Ty Cobb: Bondi more 'reprehensible' than Nixon attorney general
Former White House attorney Ty Cobb, who served during President Trump’s first term, lambasted Attorney General Pam Bondi for her combative congressional testimony on Tuesday.
In an interview on CNN’s “Erin Burnett OutFront,” Cobb said Bondi’s tenure as the country’s chief law enforcement official has been more “reprehensible” than that of Nixon-era Attorney General John Mitchell, who was later convicted for his role in the Watergate scandal.
Asked if he had ever “seen something like that before,” referring to Bondi’s performance, Cobb said, “Never.”

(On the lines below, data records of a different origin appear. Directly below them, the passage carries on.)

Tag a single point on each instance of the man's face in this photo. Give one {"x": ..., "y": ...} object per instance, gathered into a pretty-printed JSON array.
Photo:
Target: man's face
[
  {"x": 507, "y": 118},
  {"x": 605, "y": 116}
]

“I think today she achieved one thing,” he continued. “She knocked John Mitchell off the perch of reprehensible attorney generals as number one, despite his guilty plea and time in jail.”
The Justice Department did not immediately respond to a request for comment.

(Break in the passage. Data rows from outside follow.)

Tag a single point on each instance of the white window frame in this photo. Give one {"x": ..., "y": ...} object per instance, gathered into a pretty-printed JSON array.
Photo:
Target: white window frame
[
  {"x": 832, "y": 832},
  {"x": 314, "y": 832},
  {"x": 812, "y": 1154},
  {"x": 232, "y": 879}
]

Bondi appeared before the Senate Judiciary Committee on Tuesday for an oversight hearing that grew contentious and yielded little new information about activity at the Justice Department.
Bondi arrived armed with personal attacks against individual Democratic senators and lobbed them at her questioners when pressed on a range of topics.
She refused to divulge any discussions she’s had with the White House, including about whether she and President Trump have discussed the legal justification for National Guard deployments in Portland, Ore., and Chicago against local officials’ objections.
She also would not say who instructed the FBI to flag Trump’s name in the Epstein files, telling Sen. Dick Durbin (D-Ill.), the committee’s ranking member, “I’m not going to discuss anything about that with you, senator.”
“Eventually you’re going to have to answer for your conduct in this,” Durbin responded. “You won’t do it today, but eventually you will.”